Inizio in sordina, narrazione sviluppata con competente pacatezza, Miele si candida a essere il miglior romanzo scritto da Ian McEwan dai tempi di Espiazione. La trama, in sé, è assai semplice: Serena Frome, scintillante studentessa modello ai tempi della scuola superiore, middle class agiata, figlia di un vescovo, viene strappata al suo adolescenziale amore per la lettura per andare a coltivare le sue (presunte) doti di logica avanzata a Cambridge. Di fronte ai bravi veri, comprenderà che la scienza del calcolo consiste in altro, ma sarà troppo tardi per cambiare percorso, e si rassegnerà a prendere – ultima dei bravissimi – una modesta laurea a vuoti voti in matematica. Siamo alla fine degli anni Sessanta, il mondo occidentale, e anche l’Inghilterra, si avvia verso la grande rivoluzione di Seventies. Serena vive la sua educazione sentimentale, come tutti, anche se nei fatti – ci assicura – lei e i suoi amici restano sostanzialmente ben al riparo di una educazione sufficientemente conformista. Per Serena in particolare, la blanda contestazione avviene nell’atmosfera protetta di un animo fondamentalmente poco progressista, che continua a macinare un grande amore per le grandi storie d’amore che rispecchiano la realtà, senza troppi metaletterari fronzoli, e finiscono in gloria con uno “Sposami!” tradizionale.
E’ in questo contesto che una rocambolesca relazione allacciata ancora a Cambridge la porta a fare un colloquio, e poi a essere assunta dall’M15, il contro-spionaggio britannico. Ed è qui che – la suspence viene annullata in partenza (lei stessa ci rivela alla quinta riga del romanzo di averci lavorato per soli 18 mesi prima di essere scaricata malamente) – viene coinvolta in una operazione letteraria (“Miele”, in codice) nel pieno della guerra fredda.
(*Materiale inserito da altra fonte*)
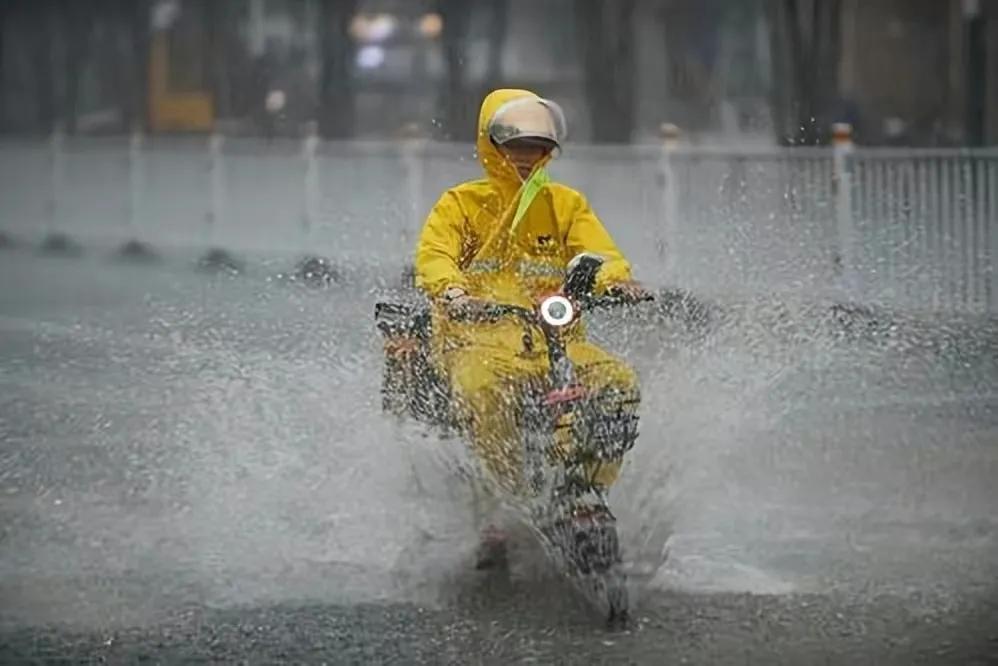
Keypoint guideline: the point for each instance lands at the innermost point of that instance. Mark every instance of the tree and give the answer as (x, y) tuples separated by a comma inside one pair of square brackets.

Il suo compito sarà quello di avvicinare e offrire, sotto copertura, una sovvenzione a uno scrittore potenzialmente conservatore, Tom Haley, del quale la nazione ha interesse a finanziare la creatività in funzione anti-sovietica. Serena dunque prima si legge i suoi racconti (che riecheggiano pericolosamente titoli e trama della raccolta Tra le lenzuola, di un certo scrittore britannico) e poi lo va a trovare.
Su questo canovaccio – nel quale già si intravedono, chiari e forti, allusioni spudoratamente autobiografiche (il periodo in cui è ambientato il romanzo, la sede universitaria, l’Università del Sussex, in cui sta lavorando Tom quando Serena lo incontra per la prima volta, l’evidente effetto specchio dei racconti) – McEwan tesse, paziente, la sua trama romanzesca. Costruita tutta attraverso l’approfondimento del concetto di segreto e fiducia, indagati, come sempre (e la memoria del lettore torna così a The Innocent), nella loro doppia implicazione, pubblica e privata.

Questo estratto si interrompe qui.